Rössing Uranium Limited and the Rössing Foundation continue to support the Arandis Town Council in their efforts to make Arandis sustainable beyond the life of the surrounding mines.
Since the Arandis Town Council's development and implementation of its Ten-year Strategic Joint Plan (2006–2016), Arandis has become known for its relentless drive towards economic transformation. The town has become an investment destination, characterised by the amount of economic development created there since the start of the transformation process in 2006.
The Arandis Town Council has applied for an additional 8,000 ha to expand its current boundaries and now awaits their formalisation by the relevant ministries. The Town Council has also approved the establishment of an industrial park as part of its Logistics Opportunity Programme. The layout of the industrial park has received the go-ahead, and development partners are now being sought.
Challenges in developing Arandis
Speculation by potential residential developers through the practice of 'land banking' needs to be closely monitored since their accumulation of parcels of land aggregated in this manner then blocks the ability of other developers to invest in Arandis.
Performance clauses have been included in land sales' contracts to mitigate this risk but it still hinders progress.

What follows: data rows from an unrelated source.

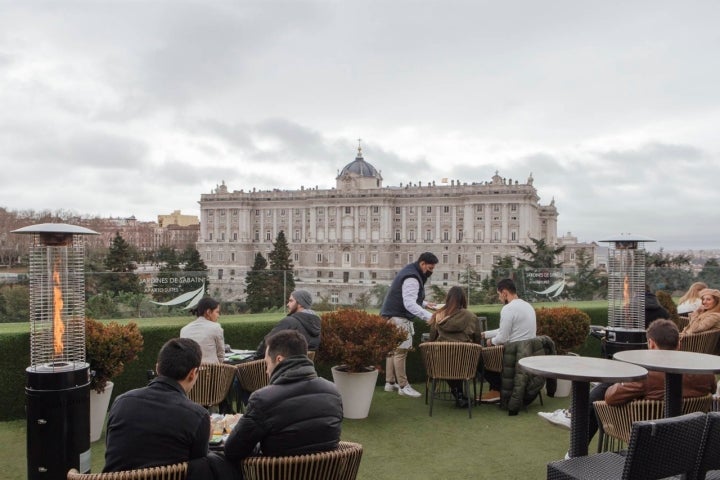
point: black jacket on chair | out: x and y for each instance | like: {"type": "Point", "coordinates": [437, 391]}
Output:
{"type": "Point", "coordinates": [297, 413]}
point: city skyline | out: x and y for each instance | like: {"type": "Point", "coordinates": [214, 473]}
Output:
{"type": "Point", "coordinates": [139, 109]}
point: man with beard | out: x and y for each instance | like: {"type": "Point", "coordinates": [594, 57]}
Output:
{"type": "Point", "coordinates": [517, 322]}
{"type": "Point", "coordinates": [301, 318]}
{"type": "Point", "coordinates": [405, 301]}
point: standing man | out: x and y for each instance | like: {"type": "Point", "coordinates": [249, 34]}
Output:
{"type": "Point", "coordinates": [301, 318]}
{"type": "Point", "coordinates": [158, 425]}
{"type": "Point", "coordinates": [405, 301]}
{"type": "Point", "coordinates": [297, 413]}
{"type": "Point", "coordinates": [517, 322]}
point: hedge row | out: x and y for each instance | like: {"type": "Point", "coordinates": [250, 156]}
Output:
{"type": "Point", "coordinates": [242, 334]}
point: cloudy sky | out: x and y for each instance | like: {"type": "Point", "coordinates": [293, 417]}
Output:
{"type": "Point", "coordinates": [138, 107]}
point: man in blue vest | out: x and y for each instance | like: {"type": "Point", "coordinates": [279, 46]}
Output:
{"type": "Point", "coordinates": [404, 302]}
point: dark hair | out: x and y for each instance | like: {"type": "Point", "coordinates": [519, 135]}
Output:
{"type": "Point", "coordinates": [428, 257]}
{"type": "Point", "coordinates": [177, 357]}
{"type": "Point", "coordinates": [454, 300]}
{"type": "Point", "coordinates": [205, 304]}
{"type": "Point", "coordinates": [286, 343]}
{"type": "Point", "coordinates": [665, 333]}
{"type": "Point", "coordinates": [507, 284]}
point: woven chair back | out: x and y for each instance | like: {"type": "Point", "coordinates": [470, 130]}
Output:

The demand for housing has increased significantly and although the Council has made land available for housing, developers are still dragging their feet when it comes to actually constructing residential buildings.
The provision of municipal services in the town has become expensive; this is due to the hard rock surface in the area and these rising costs result in delays in the servicing of land.
The closure of the Dantago Clothing company had a huge impact on the revenue of the Council, as well as on the livelihoods of the employees who were laid off – most of whom are female. The closure contributed to the increased rate of unemployment in the town.